When the Mob Came

Release date: Friday, May 5 2023 

Is “cancel culture” a real thing? Are public shaming and de-platforming campaigns justified as a way of advancing social justice and holding the powerful to account, or are they evidence of a creeping proto-totalitarianism? What happens when these tools are weaponized for personal or political advantage, and how does a person rebuild after public cancellation?

In this, my third and (I hope) last feature documentary film, I answer these questions by turning the lens on my own life and experience of cancellation. This is a story of media credulity, political calculation, betrayal, and obsession. It’s about the failure and the triumph of friendship, the spiritual struggle to believe in things unseen, and the need to make meaning out of suffering. It’s also a re-litigation of Plato’s Gorgias dialogue, and a test of Socrates’ claim that “to do injustice is more to be avoided than to suffer injustice, and that the reality and not the appearance of virtue is to be followed above all things.”
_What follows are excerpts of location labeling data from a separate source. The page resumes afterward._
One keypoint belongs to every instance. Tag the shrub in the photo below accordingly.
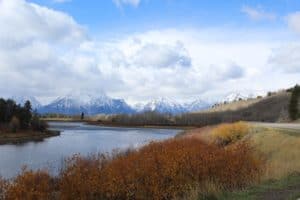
(228, 133)
(14, 124)
(31, 185)
(164, 170)
(170, 169)
(37, 124)
(3, 187)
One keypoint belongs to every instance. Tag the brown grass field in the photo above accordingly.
(201, 164)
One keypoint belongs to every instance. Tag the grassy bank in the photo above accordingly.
(231, 161)
(287, 188)
(26, 136)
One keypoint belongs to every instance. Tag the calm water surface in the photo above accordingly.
(75, 138)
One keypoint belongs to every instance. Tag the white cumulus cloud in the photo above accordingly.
(257, 13)
(293, 20)
(134, 3)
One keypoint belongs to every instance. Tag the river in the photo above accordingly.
(75, 138)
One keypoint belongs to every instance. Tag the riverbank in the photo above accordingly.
(107, 124)
(26, 136)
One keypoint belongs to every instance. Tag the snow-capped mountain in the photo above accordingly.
(89, 104)
(164, 105)
(196, 105)
(236, 96)
(167, 105)
(35, 104)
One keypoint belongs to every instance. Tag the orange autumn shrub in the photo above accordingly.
(82, 178)
(228, 133)
(3, 187)
(161, 170)
(30, 186)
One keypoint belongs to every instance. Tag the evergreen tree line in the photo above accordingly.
(294, 103)
(16, 116)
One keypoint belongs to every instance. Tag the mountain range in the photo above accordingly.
(73, 104)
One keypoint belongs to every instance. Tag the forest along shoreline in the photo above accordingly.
(19, 124)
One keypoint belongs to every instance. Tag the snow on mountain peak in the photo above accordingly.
(35, 104)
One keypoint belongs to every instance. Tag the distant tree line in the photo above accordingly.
(266, 110)
(15, 116)
(294, 103)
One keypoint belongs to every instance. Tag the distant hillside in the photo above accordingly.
(272, 108)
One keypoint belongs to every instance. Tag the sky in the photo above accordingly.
(144, 49)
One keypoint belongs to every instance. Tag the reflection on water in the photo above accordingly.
(75, 138)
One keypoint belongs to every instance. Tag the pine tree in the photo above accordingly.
(294, 101)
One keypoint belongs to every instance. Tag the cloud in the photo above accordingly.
(258, 13)
(294, 21)
(286, 58)
(61, 1)
(134, 3)
(46, 53)
(162, 56)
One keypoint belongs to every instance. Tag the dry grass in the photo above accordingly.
(170, 169)
(31, 185)
(281, 151)
(225, 134)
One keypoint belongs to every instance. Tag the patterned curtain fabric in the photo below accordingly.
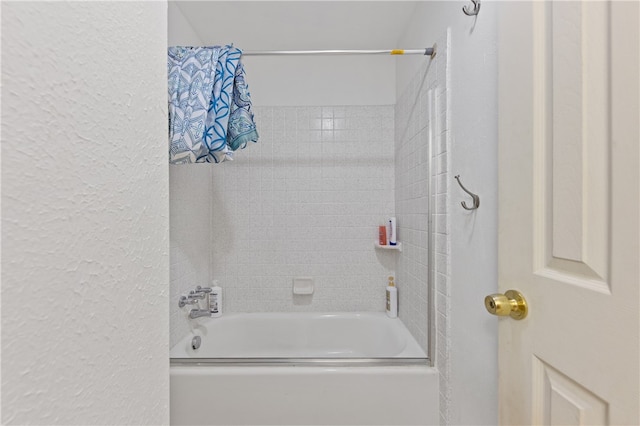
(209, 104)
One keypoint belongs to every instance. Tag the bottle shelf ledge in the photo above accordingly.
(398, 246)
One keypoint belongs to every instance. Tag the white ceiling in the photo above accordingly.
(300, 25)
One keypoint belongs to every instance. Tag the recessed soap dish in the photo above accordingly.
(303, 285)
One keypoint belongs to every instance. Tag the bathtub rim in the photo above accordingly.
(310, 362)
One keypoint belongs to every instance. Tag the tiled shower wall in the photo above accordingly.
(189, 189)
(422, 112)
(306, 201)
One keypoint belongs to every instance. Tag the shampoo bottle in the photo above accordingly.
(392, 299)
(392, 232)
(215, 300)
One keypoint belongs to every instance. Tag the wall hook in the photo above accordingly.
(476, 199)
(472, 11)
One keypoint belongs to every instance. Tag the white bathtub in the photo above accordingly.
(300, 335)
(301, 369)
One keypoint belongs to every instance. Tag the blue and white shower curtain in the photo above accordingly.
(209, 104)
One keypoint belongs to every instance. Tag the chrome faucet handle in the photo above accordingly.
(193, 294)
(184, 300)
On the making of this documentary

This was a project was borne of necessity. Were it otherwise, I never could have overcome the horror of making an autobiographical film, let alone one that involves so much raw emotional self-disclosure.

The necessity arose when I was left unemployable and reputationally destroyed in the aftermath of a political mobbing in 2019. False allegations about me were plastered across front pages and broadcast on national television. Friends faced pressure to disown me, and former colleagues who tried standing by me were targeted for harassment. No employer would engage with me. Journalists and media producers who attempted to give me an opportunity to defend myself faced denunciation, boycotts campaigns, and threats of legal action — until they relented.
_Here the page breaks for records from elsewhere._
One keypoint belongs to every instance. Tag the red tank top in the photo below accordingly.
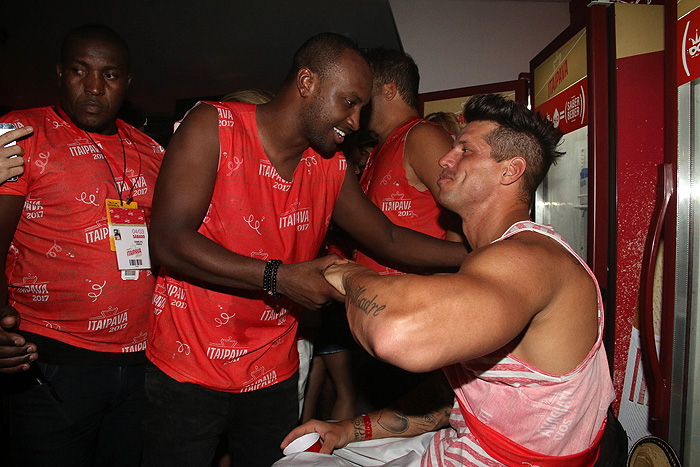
(384, 182)
(243, 340)
(62, 275)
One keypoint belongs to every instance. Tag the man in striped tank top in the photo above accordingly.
(517, 331)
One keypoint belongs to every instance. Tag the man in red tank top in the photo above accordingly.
(73, 324)
(242, 205)
(401, 174)
(400, 179)
(517, 331)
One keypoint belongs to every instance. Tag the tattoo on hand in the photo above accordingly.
(396, 423)
(365, 304)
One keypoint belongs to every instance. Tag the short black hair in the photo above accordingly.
(520, 133)
(394, 66)
(320, 54)
(94, 31)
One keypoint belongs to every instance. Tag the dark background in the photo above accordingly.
(180, 50)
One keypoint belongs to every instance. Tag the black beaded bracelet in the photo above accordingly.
(270, 278)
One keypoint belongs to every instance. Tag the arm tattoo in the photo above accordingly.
(395, 423)
(359, 429)
(365, 304)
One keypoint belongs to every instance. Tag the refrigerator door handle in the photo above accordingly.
(653, 372)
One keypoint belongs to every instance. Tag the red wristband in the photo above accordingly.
(368, 426)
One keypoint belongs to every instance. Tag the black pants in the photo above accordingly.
(97, 421)
(183, 422)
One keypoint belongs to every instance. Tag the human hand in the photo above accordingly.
(334, 435)
(15, 352)
(11, 166)
(304, 282)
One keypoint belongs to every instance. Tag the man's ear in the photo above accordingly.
(59, 72)
(307, 81)
(389, 91)
(514, 170)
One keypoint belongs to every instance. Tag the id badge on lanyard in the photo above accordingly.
(128, 237)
Unable to find work to support my family, or a platform to respond to my accusers, I decided to draw on previous documentary filmmaking experience to tell my own story. I was fortunate to still have a few friends willing to provide seed funding for the film, and access to a wonderful and talented team of film producers at Vek Labs who (unbeknownst at the time) had already begun filming this project a year earlier.

The purpose here is not really to defend myself — it’s four years too late for that. Instead, it’s to try to show that suffering, whether justly or unjustly, may have some redemptive purpose, and can be turned to the good.

Past Projects

LETTER FROM MASANJIA (2018)

In 2012, a woman in Oregon opened a box of K-Mart Halloween decorations. Inside, tucked between the styrofoam tombstones, she found an SOS note from a man imprisoned in China’s Masanjia labor camp. Her story went viral, helping to catalyze major reforms to the barbaric reeducation-through-labour system.

Through an underground network of dissidents and journalists, Canadian filmmakers connected with the letter-writer, an unassuming engineer named Sun Yi who was living in hiding in Beijing. With a camera in hand and police on his tail, Sun travels the country interviewing family, former inmates, and human rights lawyers, piecing together an extraordinary account of his time in Masanjia. (Read more)

ASK NO QUESTIONS (2020)

When Chinese state-run television blames a religious minority for a fiery public suicide, Chen Ruichang is detained in a Clockwork Orange-style brainwashing facility and forced to accept the government’s narrative.

But Chen, a former insider of the state TV himself, believes it was all a frame-up to justify a nationwide crackdown on the regime’s opponents. Ask No Questions shows the deadly power of media under authoritarian control. It also shows the remarkable power of individuals who refuse to compromise the truth.